Seem several of these should have some minimal documentation?

> +/*
> + * When writing data outside shared buffers, a concurrent CHECKPOINT can move
> + * the redo pointer past our WAL entries and won't flush our data to disk. If
> + * the database crashes before the data makes it to disk, our WAL won't be
> + * replayed and the data will be lost.
> + * Thus, if a CHECKPOINT begins between unbuffered_prep() and
> + * unbuffered_finish(), the backend must fsync the data itself.
> + */

Hm. The last sentence sounds like this happens conditionally, but it doesn't
at this point.

> +typedef struct UnBufferedWriteState
> +{
> + /*
> + * When writing WAL-logged relation data outside of shared buffers, there
> + * is a risk of a concurrent CHECKPOINT moving the redo pointer past the
> + * data's associated WAL entries. To avoid this, callers in this situation
> + * must fsync the pages they have written themselves. This is necessary
> + * only if the relation is WAL-logged or in special cases such as the init
> + * fork of an unlogged index.
> + */
> + bool do_wal;
> +} UnBufferedWriteState;
> +/*
> + * prototypes for functions in directmgr.c
> + */

Newline in between end of struct and comment.

> +extern void
> +unbuffered_prep(UnBufferedWriteState *wstate, bool do_wal);

In headers we don't put the return type on a separate line :/

> --- a/contrib/bloom/blinsert.c
> +++ b/contrib/bloom/blinsert.c
> @@ -173,7 +173,7 @@ blbuildempty(Relation index)
> * internally. However, were this to be replaced with unbuffered_extend(),
> * do_wal must be true to ensure the data is logged and fsync'd.
> */
> - unbuffered_prep(&wstate, true);
> + unbuffered_prep(&wstate, true, false);

This makes me think this really should be a flag argument...

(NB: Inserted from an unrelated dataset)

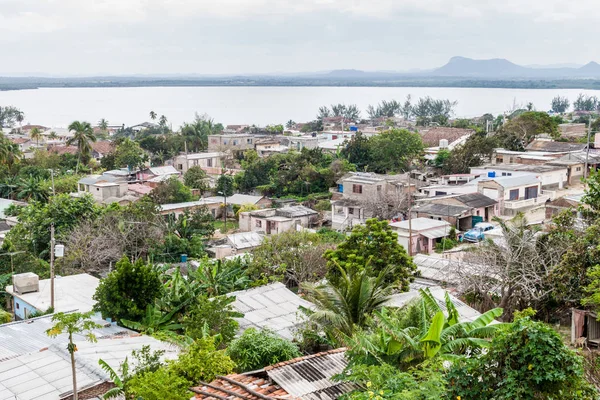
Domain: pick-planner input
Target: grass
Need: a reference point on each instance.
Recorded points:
(232, 225)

I also don't like the current name of the parameter "do_optimization" doesn't
explain much.

> +bool RedoRecPtrChanged(XLogRecPtr comparator_ptr)
> +{

newline after return type.

> void
> -unbuffered_prep(UnBufferedWriteState *wstate, bool do_wal)
> +unbuffered_prep(UnBufferedWriteState *wstate, bool do_wal, bool
> + do_optimization)

See earlier comments about documentation and parameter naming...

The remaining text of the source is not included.